Ron and Indiana Grand Leading Jockey Fernando De La Cruz rolled to an easy victory in the 18th running of the Crown Ambassador Stakes at Indiana Grand Wednesday, Oct. 5. The duo covered the six-furlong event in a time of 1:11.06 to win by four and one-half lengths. The race was the first of four stakes on the program that featured purses in excess of $500,000.
Owned and trained by Marvin Johnson, the heavily-favored Ron began his journey from the outside post eight in the stakes named for former Indiana stallion Crown Ambassador that stood at stud at Swifty Farms. The two-year-old son of Mondavi shot out from the gate with authority but had to handle inside challengers early. De La Cruz found a resting spot on the heels of Sung and Malcolm Franklin, who was joined by Running Strait and Albin Jimenez to his outside down the backstretch.
In the turn, Ron joined the top two and became a challenge for the final half of the race. The freshman gelding had taken over a short lead at the top of the stretch and created a tough scenario for any of the late runners to catch up to him.
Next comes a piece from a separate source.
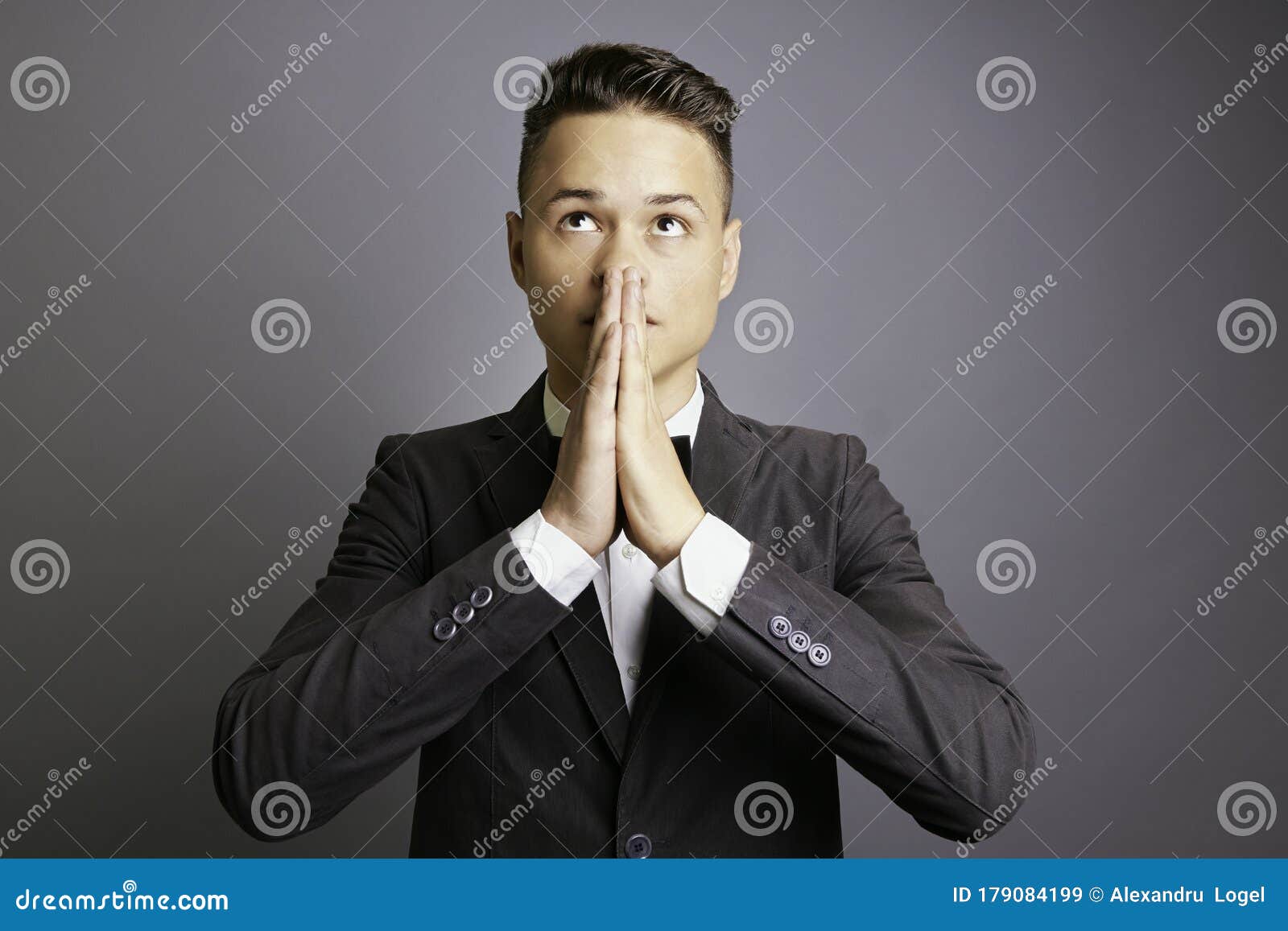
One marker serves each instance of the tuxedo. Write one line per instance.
(837, 643)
The battle became for second between Sung and Running Strait, with Sung getting the slight advantage at the wire while late closer Calandave and Dick Cardenas just missed snagging the third spot from Running Strait.
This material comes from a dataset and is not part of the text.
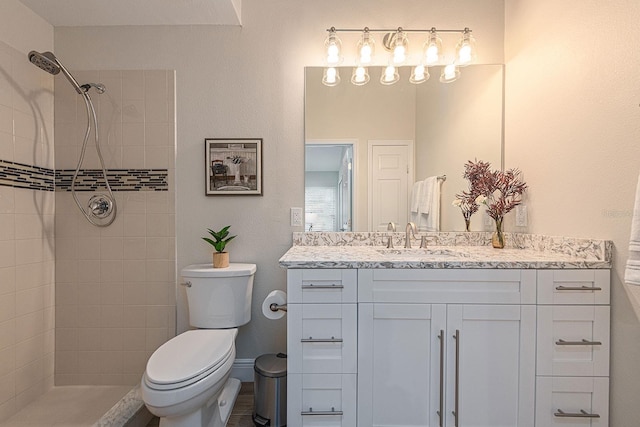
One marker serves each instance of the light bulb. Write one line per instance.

“He (Ron) is fun to ride,” said De La Cruz. “He’s an easy horse to ride too. We got good positioning today right on the outside and I was able to put him right there in a stalking position. I asked him at the half pole and he just kept going.”
Ron paid $2.60, $2.10, $2.10 across the board. The win in the Crown Ambassador was his first stakes victory and his second overall in five starts. The Indiana-bred doubled his career earnings and now possesses more than $100,000 in purse earnings for Johnson.
“I bought him (Ron) and his mother (Colton’s Dilemma) off the breeder (Carol Renn) when he was just a baby,” said Johnson. “He was a good looking individual. I’ve always liked him from the very start and always thought he was pretty special the whole time I’ve had him.”
With a name like Ron, one has to wonder how the name emerged from a stable that includes a large number. Johnson, who has bred and raised horses all his life, used a unique form to come up with the name for his latest standout.
“I’ve named so many horses over the years, you run out of ideas,” said Johnson. “So, I picked up the phone book and the first name I saw was Ron. That’s how he got his name.”